Who Buys the Wine? Using Clustering for Market Segmentation

A satisfied customer is the best business strategy of all.

Michael LeBoeuf

In order for retailers to maximize customer satisfaction, they first have to understand those customers. Since companies may have thousands, hundreds of thousands or even millions of customers, that often comes down to dividing customers into related groups and then working to understand the motivations and behaviors of a particular group.

The dataset that I’m working with has 2,240 observations from a company that sells food, wine and gold products through a storefront, catalog and website. Each record contains information about a single customer and has basic demographic information along with data about what they have purchased from the company and where the transactions occured.
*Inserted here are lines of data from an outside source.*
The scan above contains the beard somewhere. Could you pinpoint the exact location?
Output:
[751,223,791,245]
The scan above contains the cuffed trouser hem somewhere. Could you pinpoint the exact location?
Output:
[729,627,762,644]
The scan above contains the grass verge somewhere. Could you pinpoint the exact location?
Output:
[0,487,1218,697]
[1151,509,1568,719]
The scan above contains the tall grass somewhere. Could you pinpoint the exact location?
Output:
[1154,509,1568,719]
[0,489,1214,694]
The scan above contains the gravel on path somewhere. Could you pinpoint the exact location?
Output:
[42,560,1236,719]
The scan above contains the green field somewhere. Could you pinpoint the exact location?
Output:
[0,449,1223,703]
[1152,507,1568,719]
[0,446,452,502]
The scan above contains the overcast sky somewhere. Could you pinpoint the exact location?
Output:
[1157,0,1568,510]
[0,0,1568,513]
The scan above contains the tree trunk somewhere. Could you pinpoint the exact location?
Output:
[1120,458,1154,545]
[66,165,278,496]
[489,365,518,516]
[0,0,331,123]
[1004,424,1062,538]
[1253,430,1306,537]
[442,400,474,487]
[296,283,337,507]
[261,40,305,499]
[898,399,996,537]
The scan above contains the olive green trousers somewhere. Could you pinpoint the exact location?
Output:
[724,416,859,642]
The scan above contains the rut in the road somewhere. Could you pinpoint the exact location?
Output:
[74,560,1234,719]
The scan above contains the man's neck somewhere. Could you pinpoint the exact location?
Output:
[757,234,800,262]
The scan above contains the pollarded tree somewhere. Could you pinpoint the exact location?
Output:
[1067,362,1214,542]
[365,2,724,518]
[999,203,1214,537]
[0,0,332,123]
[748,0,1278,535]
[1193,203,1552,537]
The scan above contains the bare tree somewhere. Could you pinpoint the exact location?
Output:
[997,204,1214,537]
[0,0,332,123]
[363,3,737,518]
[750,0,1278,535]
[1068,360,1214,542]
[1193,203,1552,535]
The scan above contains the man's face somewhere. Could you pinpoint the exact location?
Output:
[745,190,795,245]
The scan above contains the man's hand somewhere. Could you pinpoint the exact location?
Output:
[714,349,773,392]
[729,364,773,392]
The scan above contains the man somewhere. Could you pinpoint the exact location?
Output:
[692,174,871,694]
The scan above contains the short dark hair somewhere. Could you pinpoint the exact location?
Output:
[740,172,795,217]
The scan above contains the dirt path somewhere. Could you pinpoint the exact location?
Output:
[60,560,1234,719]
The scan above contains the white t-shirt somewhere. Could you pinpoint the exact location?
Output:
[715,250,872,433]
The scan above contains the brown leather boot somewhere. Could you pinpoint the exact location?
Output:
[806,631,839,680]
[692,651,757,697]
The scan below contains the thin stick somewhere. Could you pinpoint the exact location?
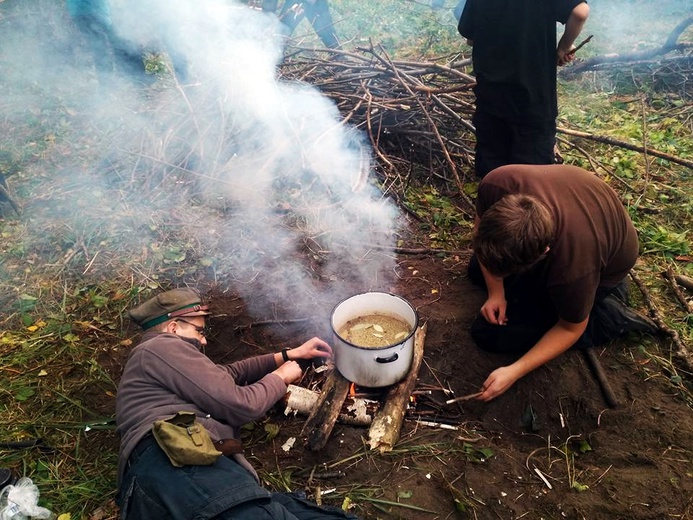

My goal is to use KMeans, an unsupervised machine learning model that uses “distances” between features, to group the customers into like-behavior clusters and then analyze the data to make recommendations to the company to increase their sales.

This data isn’t too messy, but it still needs a little polish and a little pruning before getting down to business. First, I dropped the 24 rows that were missing data from the ‘Income’ column. I could have decided to impute these with the median income, but that risks creating misleading information and the deletion of the rows only results in a loss of about 1% of the obeservations.

Next, I looked at the “YearBirth” column. This was my first indication that either customers may not have been honest when submitting their demographic information or that there were some errors in data entry since there were three customers that were 115 or older, based upon their birth year! I went ahead and replaced this column with each customer’s approximate age and removed the three centenarians.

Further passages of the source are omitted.